The overriding goal of Prime Minister Manmohan Singh’s summit with his American counterpart was to determine what position India held in the worldview of Barack Obama’s administration. The impression is that Mr Singh has been reassured. The rhetorical contrast with the American president’s recent visit to China is striking. The India-US joint statement speaks of the two countries’ common values, of a bilateral partnership that was good “for peace, stability and prosperity in Asia, and for the betterment of the world.” Mr Obama said the United States welcomed India as “a leader in Asia and around the world” and became the first US leader to publicly adopt the Indian formulation of the two being “natural allies”. When he was in Beijing, Mr Obama spoke of the US and China moving from rivalry to mere competition. The only value the two countries agreed should undergird their relations was a bland “respect for each other’s sovereignty and territorial integrity.”
Nonetheless, principles are relevant because of their ability to ease the way for tangible cooperation. The summit lacked for path-breaking agreements, including the leftovers of the civilian nuclear agreement, and only had a set of high-sounding tie-ups in climate change and education. This partly reflects the speed with which the summit was put together: Mr Obama is the first US president to host an Indian leader in the first year of his presidency. The evidence is that the diplomatic paper trail to the summit was incomplete. Over the coming years, he will have to show that he’s prepared to go out of his way to promote the trajectory of Indian power. Mr Singh understands that the greatest US assistance lies in helping sustain the country’s economic growth, making up for India’s many deficits in education, food security and technology.

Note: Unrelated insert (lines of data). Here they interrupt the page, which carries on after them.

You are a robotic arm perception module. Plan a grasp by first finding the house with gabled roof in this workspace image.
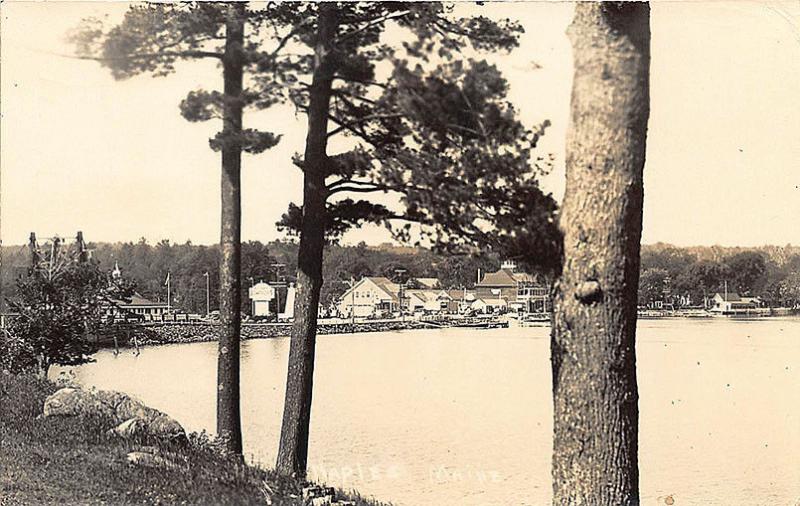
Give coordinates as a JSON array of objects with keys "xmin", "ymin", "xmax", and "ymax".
[
  {"xmin": 336, "ymin": 277, "xmax": 400, "ymax": 318},
  {"xmin": 475, "ymin": 262, "xmax": 549, "ymax": 312},
  {"xmin": 710, "ymin": 292, "xmax": 761, "ymax": 315}
]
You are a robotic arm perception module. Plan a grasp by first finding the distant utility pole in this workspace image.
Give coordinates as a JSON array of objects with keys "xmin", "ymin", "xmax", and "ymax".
[
  {"xmin": 394, "ymin": 269, "xmax": 407, "ymax": 323},
  {"xmin": 164, "ymin": 271, "xmax": 171, "ymax": 312},
  {"xmin": 203, "ymin": 271, "xmax": 211, "ymax": 316},
  {"xmin": 269, "ymin": 263, "xmax": 288, "ymax": 321}
]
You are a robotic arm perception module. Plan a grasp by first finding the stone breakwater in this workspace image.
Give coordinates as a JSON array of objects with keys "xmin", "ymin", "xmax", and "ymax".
[{"xmin": 111, "ymin": 321, "xmax": 432, "ymax": 346}]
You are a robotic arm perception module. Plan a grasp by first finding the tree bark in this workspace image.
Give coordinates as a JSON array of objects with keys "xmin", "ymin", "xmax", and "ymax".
[
  {"xmin": 217, "ymin": 3, "xmax": 244, "ymax": 454},
  {"xmin": 276, "ymin": 3, "xmax": 338, "ymax": 478},
  {"xmin": 551, "ymin": 2, "xmax": 650, "ymax": 506}
]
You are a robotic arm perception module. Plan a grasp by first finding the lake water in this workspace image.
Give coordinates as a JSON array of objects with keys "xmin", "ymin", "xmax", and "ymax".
[{"xmin": 57, "ymin": 319, "xmax": 800, "ymax": 506}]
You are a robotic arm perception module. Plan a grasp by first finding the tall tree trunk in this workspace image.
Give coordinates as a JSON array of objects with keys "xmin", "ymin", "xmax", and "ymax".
[
  {"xmin": 551, "ymin": 2, "xmax": 650, "ymax": 506},
  {"xmin": 277, "ymin": 3, "xmax": 338, "ymax": 478},
  {"xmin": 217, "ymin": 3, "xmax": 244, "ymax": 454}
]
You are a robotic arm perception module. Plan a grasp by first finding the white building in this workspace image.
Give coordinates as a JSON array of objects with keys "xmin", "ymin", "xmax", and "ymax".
[
  {"xmin": 710, "ymin": 292, "xmax": 761, "ymax": 315},
  {"xmin": 248, "ymin": 281, "xmax": 275, "ymax": 316},
  {"xmin": 337, "ymin": 277, "xmax": 406, "ymax": 318}
]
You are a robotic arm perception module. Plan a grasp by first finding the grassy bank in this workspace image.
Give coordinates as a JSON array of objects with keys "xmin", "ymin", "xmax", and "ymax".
[{"xmin": 0, "ymin": 372, "xmax": 388, "ymax": 506}]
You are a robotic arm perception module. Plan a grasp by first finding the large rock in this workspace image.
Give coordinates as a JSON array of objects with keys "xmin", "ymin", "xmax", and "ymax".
[
  {"xmin": 44, "ymin": 388, "xmax": 186, "ymax": 439},
  {"xmin": 44, "ymin": 388, "xmax": 114, "ymax": 418}
]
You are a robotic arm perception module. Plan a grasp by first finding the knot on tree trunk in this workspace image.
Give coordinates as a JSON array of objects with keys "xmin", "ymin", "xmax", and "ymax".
[{"xmin": 575, "ymin": 279, "xmax": 603, "ymax": 304}]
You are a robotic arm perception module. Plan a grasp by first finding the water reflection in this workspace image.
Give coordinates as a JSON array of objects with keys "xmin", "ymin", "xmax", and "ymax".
[{"xmin": 61, "ymin": 319, "xmax": 800, "ymax": 505}]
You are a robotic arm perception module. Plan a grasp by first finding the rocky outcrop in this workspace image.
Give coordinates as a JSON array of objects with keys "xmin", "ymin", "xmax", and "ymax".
[
  {"xmin": 303, "ymin": 485, "xmax": 356, "ymax": 506},
  {"xmin": 43, "ymin": 387, "xmax": 186, "ymax": 440}
]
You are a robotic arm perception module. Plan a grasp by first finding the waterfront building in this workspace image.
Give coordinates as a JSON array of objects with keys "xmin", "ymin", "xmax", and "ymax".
[
  {"xmin": 470, "ymin": 297, "xmax": 508, "ymax": 314},
  {"xmin": 108, "ymin": 293, "xmax": 169, "ymax": 321},
  {"xmin": 710, "ymin": 292, "xmax": 761, "ymax": 315},
  {"xmin": 337, "ymin": 277, "xmax": 405, "ymax": 318},
  {"xmin": 248, "ymin": 281, "xmax": 275, "ymax": 317},
  {"xmin": 475, "ymin": 261, "xmax": 550, "ymax": 312}
]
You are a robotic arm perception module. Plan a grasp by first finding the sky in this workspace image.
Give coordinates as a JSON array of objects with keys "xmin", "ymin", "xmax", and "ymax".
[{"xmin": 0, "ymin": 0, "xmax": 800, "ymax": 246}]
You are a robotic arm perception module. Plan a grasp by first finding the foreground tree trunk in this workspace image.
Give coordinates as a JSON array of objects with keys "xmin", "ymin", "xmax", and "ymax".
[
  {"xmin": 276, "ymin": 3, "xmax": 338, "ymax": 478},
  {"xmin": 551, "ymin": 2, "xmax": 650, "ymax": 506},
  {"xmin": 217, "ymin": 3, "xmax": 244, "ymax": 454}
]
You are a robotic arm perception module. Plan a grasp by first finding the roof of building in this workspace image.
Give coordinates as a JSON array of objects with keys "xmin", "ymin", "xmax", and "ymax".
[
  {"xmin": 475, "ymin": 297, "xmax": 508, "ymax": 306},
  {"xmin": 442, "ymin": 288, "xmax": 475, "ymax": 300},
  {"xmin": 414, "ymin": 278, "xmax": 439, "ymax": 288},
  {"xmin": 340, "ymin": 277, "xmax": 400, "ymax": 302},
  {"xmin": 372, "ymin": 276, "xmax": 400, "ymax": 297},
  {"xmin": 476, "ymin": 268, "xmax": 535, "ymax": 287},
  {"xmin": 114, "ymin": 293, "xmax": 167, "ymax": 307},
  {"xmin": 406, "ymin": 289, "xmax": 442, "ymax": 302}
]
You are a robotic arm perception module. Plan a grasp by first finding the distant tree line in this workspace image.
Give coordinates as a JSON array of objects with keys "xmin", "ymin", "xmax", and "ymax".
[
  {"xmin": 639, "ymin": 243, "xmax": 800, "ymax": 307},
  {"xmin": 2, "ymin": 239, "xmax": 800, "ymax": 314},
  {"xmin": 2, "ymin": 238, "xmax": 501, "ymax": 314}
]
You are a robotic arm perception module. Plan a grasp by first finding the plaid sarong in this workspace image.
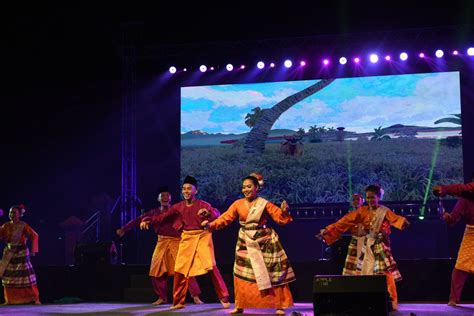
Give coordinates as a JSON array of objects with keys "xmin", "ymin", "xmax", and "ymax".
[
  {"xmin": 2, "ymin": 243, "xmax": 36, "ymax": 287},
  {"xmin": 342, "ymin": 236, "xmax": 364, "ymax": 275},
  {"xmin": 234, "ymin": 226, "xmax": 295, "ymax": 286}
]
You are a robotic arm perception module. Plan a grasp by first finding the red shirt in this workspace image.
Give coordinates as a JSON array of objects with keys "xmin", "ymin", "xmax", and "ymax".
[
  {"xmin": 122, "ymin": 207, "xmax": 181, "ymax": 237},
  {"xmin": 441, "ymin": 182, "xmax": 474, "ymax": 225},
  {"xmin": 151, "ymin": 200, "xmax": 220, "ymax": 230}
]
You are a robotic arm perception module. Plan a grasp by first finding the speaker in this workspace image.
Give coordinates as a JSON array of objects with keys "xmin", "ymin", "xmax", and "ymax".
[
  {"xmin": 74, "ymin": 241, "xmax": 118, "ymax": 265},
  {"xmin": 313, "ymin": 275, "xmax": 388, "ymax": 315}
]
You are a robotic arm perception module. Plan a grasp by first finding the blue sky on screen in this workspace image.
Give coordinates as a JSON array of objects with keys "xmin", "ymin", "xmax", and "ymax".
[{"xmin": 181, "ymin": 72, "xmax": 461, "ymax": 134}]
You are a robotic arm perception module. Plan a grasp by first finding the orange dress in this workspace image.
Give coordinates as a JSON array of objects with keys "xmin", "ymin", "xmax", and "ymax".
[{"xmin": 210, "ymin": 199, "xmax": 295, "ymax": 309}]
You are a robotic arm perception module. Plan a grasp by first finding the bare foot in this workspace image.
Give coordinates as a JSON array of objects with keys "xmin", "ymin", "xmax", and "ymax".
[{"xmin": 152, "ymin": 297, "xmax": 166, "ymax": 305}]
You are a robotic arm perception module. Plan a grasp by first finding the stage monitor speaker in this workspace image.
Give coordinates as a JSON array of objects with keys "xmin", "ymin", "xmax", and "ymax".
[
  {"xmin": 74, "ymin": 241, "xmax": 118, "ymax": 265},
  {"xmin": 313, "ymin": 275, "xmax": 388, "ymax": 315}
]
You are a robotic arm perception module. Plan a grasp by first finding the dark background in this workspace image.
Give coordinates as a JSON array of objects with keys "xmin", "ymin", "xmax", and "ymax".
[{"xmin": 0, "ymin": 1, "xmax": 474, "ymax": 265}]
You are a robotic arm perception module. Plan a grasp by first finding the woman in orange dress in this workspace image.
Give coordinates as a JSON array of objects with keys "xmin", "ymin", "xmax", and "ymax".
[
  {"xmin": 0, "ymin": 205, "xmax": 41, "ymax": 304},
  {"xmin": 203, "ymin": 176, "xmax": 295, "ymax": 315}
]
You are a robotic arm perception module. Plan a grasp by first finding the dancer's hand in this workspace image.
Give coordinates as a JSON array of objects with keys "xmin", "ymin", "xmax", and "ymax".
[
  {"xmin": 201, "ymin": 219, "xmax": 209, "ymax": 229},
  {"xmin": 433, "ymin": 185, "xmax": 446, "ymax": 196},
  {"xmin": 314, "ymin": 228, "xmax": 328, "ymax": 241},
  {"xmin": 140, "ymin": 221, "xmax": 150, "ymax": 230},
  {"xmin": 280, "ymin": 200, "xmax": 290, "ymax": 213},
  {"xmin": 198, "ymin": 208, "xmax": 211, "ymax": 218},
  {"xmin": 115, "ymin": 228, "xmax": 125, "ymax": 238}
]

But security cannot be outside any India-US parley. India lives in a tough neighbourhood and the US is a military force in the region. Pakistan barely makes an appearance in the summit’s formal communications — a fall-out of India’s determination to dehyphenate itself from its neighbour. Yet Mr Singh was certainly relieved by Mr Obama’s promise to “finish the job” in Afghanistan. A US withdrawal would have been the stuff of nightmares for India’s security. The summit was a success in sketching a roadmap for the future of the relationship. The test will be to see how well the map can be navigated in the real world.